Wabash River Unit 6 had a one-year MATS rule extension until April 15, 2016, after which time the unit suspended operation. Duke Energy Indiana has been evaluating the potential to convert Wabash River 6 from coal to natural gas. Swez added: “The Company has decided not to pursue this, and on June 7, 2016, Duke Energy Indiana submitted an Attachment Y notification to MISO requesting a decommissioning and retirement date of December 7, 2016 for Wabash River 6 (318 MW) as well as the Wabash River 7 (8 MW) diesel units. MISO is studying the decommissioning request and has not provided the conclusion to date.”

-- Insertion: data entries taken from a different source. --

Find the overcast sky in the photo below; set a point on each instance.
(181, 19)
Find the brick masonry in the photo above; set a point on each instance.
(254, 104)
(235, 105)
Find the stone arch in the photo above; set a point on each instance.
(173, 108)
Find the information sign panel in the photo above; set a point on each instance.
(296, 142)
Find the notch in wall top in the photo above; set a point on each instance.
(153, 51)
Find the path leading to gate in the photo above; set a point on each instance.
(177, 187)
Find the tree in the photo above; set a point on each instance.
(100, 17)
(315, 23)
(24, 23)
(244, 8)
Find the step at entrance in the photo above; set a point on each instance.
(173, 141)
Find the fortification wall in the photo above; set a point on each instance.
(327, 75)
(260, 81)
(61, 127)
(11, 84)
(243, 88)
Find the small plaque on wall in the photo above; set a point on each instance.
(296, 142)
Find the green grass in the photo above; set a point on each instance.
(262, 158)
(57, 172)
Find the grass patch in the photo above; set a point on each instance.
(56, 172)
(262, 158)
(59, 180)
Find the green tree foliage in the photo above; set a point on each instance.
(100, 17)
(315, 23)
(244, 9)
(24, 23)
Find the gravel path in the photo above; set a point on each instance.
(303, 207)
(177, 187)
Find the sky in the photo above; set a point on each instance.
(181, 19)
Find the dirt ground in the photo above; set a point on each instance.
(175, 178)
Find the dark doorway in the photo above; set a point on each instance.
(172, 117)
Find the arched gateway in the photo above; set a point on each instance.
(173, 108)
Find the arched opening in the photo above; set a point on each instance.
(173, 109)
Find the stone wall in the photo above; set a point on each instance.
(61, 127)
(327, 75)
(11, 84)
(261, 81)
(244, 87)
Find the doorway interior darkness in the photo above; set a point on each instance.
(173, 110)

During March 2016, the Edwardsport IGCC station produced the 5th most generation in any month since being declared commercial. During periods of April and May 2016, the station underwent its spring maintenance outage. During June, the station rebounded with the 4th most generation in any month. When the unit’s gasifiers are available or operating, Edwardsport is being offered with a commitment status of must-run with the unit’s parameters outlined for MISO, as is typically the case with other Duke Energy Indiana large coal generating units. In addition, during times when syngas is not available and the station is available on natural gas operation, the unit will typically be offered to MISO with a commitment status of economic and can be committed and dispatched at MISO’s discretion.
Prior to March 1, 2016, the coal-fired Gibson Unit 5, although owned 50.05% by Duke Energy Indiana, 25% by Wabash Valley Power Association (WVPA) and 24.95% by Indiana Municipal Power Agency (IMPA), was offered to MISO by Duke Energy Indiana as a whole (100%) unit. Thus, the company offered the entire unit to MISO, and MISO settled the charges and credits as if Duke Energy Indiana owned 100% of the unit. Outside of the MISO market, the Company then sent the WVPA and IMPA share of the energy and related charges and credits, through various billing mechanisms and market instruments, to each co-owner. At WVPA’s request, on March 1, 2016, the WVPA share of Gibson 5 was successfully pseudo-tied to PJM Interconnection. Thus, the WVPA share of Gibson 5 became part of the PJM market on this date. The remaining Duke Energy Indiana and IMPA shares of Gibson 5 remain in MISO.